The Telegraph
Since 1st March, 1999
Email This Page
Despite torture, al Qaida kingpin could stay silent

Singapore, March 4 (Reuters): The operations chief of al Qaida may be pummelled with sound, deprived of sleep and seduced with words to give up secrets of planned operations. Inspired by Islamic heroes of history, Khalid Sheikh Mohammed may stay silent for a long time.

The most senior leader of Osama bin Laden’s al Qaida network to fall into US hands has many examples to remember while his interrogators race to prise from the suspected mastermind of the September 11 attacks on New York and Washington his latest plots.

Legend has it that during the time of the Prophet Mohammed, a black slave, Bilal, famed for his melodious voice, was dragged over hot sand and burning coals by infidels to force him to give up his association with the Prophet. He refused. “He will be very professional,” US-based terror expert Zachary Abuza, assistant professor of political science and international relations at Simmons College in Boston, said of Mohammed.
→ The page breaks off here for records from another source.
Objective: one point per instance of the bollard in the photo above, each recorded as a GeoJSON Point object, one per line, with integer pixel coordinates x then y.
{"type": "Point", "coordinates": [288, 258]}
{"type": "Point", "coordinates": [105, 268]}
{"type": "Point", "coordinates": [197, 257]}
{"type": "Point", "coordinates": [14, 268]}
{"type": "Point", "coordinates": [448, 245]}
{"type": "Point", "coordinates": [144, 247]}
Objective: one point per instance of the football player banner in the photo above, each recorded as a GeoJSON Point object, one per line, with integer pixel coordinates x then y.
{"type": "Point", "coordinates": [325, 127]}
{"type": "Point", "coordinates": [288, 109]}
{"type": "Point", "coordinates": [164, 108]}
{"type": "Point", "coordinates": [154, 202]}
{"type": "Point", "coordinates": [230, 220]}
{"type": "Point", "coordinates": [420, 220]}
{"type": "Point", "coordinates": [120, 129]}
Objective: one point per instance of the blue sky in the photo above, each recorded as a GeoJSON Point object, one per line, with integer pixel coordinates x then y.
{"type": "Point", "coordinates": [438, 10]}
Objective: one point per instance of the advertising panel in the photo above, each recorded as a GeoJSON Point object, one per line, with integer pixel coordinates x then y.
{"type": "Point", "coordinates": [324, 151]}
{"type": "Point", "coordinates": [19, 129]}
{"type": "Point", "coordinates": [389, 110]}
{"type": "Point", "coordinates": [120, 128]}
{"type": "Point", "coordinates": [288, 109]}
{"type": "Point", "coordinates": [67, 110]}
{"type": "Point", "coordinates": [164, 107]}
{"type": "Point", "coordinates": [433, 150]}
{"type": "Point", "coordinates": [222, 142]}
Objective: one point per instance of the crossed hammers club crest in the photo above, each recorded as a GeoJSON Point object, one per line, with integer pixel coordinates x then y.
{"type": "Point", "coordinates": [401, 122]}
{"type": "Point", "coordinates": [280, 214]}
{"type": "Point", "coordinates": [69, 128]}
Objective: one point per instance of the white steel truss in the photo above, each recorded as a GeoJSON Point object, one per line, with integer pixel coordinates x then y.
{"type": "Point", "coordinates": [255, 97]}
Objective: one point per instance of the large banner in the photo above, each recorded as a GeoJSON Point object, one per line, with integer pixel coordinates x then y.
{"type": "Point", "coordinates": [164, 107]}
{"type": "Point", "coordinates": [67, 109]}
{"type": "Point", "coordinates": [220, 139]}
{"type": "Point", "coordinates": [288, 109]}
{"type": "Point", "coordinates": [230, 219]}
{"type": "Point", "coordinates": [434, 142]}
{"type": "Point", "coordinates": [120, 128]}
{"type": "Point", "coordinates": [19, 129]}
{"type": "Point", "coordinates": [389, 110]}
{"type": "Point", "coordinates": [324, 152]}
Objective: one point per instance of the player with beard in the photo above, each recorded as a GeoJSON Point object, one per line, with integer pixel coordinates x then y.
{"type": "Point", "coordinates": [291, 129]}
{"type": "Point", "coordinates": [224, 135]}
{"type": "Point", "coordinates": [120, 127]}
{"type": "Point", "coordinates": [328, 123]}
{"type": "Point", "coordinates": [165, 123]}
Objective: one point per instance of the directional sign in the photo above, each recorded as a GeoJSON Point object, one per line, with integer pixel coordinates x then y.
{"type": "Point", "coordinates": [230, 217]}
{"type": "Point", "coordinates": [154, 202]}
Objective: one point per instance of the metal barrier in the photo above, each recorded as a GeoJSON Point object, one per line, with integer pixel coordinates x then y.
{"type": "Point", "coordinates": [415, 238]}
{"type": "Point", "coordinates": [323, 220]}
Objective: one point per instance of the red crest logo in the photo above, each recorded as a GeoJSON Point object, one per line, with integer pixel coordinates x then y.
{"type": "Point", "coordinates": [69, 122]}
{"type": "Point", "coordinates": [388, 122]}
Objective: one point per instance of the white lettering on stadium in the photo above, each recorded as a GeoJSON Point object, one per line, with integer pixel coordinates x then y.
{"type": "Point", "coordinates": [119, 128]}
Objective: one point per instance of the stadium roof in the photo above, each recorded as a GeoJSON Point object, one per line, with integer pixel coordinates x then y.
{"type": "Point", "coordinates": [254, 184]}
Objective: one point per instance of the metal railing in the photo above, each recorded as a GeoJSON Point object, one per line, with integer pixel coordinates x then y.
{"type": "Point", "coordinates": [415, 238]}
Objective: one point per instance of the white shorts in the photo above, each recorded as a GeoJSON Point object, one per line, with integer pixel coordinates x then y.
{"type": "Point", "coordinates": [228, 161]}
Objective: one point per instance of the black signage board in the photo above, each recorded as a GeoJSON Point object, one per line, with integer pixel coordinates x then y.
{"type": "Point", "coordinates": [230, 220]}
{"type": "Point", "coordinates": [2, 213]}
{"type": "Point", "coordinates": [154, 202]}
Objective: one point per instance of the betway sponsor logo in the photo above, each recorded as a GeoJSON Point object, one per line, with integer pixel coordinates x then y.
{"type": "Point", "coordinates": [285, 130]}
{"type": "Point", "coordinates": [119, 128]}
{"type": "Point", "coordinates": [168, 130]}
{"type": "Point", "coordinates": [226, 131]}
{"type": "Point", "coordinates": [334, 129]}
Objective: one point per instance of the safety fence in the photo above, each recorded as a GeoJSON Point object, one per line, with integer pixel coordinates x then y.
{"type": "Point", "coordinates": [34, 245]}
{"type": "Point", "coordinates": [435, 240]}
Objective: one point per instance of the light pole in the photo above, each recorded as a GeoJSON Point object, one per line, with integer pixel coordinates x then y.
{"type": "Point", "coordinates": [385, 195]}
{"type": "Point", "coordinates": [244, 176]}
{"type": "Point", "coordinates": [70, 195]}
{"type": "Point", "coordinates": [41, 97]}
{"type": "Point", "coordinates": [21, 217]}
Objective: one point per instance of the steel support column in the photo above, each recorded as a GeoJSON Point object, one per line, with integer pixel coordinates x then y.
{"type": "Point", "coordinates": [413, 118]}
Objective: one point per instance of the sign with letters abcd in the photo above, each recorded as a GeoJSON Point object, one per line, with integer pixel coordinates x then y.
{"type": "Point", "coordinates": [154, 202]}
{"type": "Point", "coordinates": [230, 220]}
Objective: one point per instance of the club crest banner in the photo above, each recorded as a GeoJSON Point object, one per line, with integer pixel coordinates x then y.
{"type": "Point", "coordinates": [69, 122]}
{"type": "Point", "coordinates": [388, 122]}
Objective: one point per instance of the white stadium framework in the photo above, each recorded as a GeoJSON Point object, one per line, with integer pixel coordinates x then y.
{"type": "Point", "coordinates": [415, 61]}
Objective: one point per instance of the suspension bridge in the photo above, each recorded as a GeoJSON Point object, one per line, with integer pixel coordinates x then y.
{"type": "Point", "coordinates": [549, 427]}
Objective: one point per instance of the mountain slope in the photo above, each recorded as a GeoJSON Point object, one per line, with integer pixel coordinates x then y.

“He will obfuscate and mislead and try not to talk,” he said. “They will break him down because in the US there is a very strong sense of urgency.”

That sense of urgency will be multiplied by the knowledge that with every passing moment, Mohammed’s information becomes outdated as his operatives move from locations he knows, plans are scrapped or brought forward.

And there is the fear of retaliatory attacks in revenge for the arrest of Mohammed before dawn on Saturday. Kalashnikov-toting Pakistani security agents seized him from a house in a middle-class district of the teeming central Pakistani city of Rawalpindi. “He had his finger on the pulse of every al Qaida cell,” said Abuza. “In terms of fighting the war on terror there is no one more important.”

Intelligence experts say “soft torture” is almost certainly being brought to bear.

In the case of Omar al-Faruq, a leading al Qaida operative captured in Indonesia in June and handed over to the US, interrogators deprived him of sleep for three months before he broke, said one intelligence expert. Methods to deprive a suspect of sleep include leaving the lights on all the time and constant noise.

Interrogators try to develop a dialogue with the captive using “good cop, bad cop” techniques in which one interrogator appears friendly as if protecting the prisoner from another more menacing one.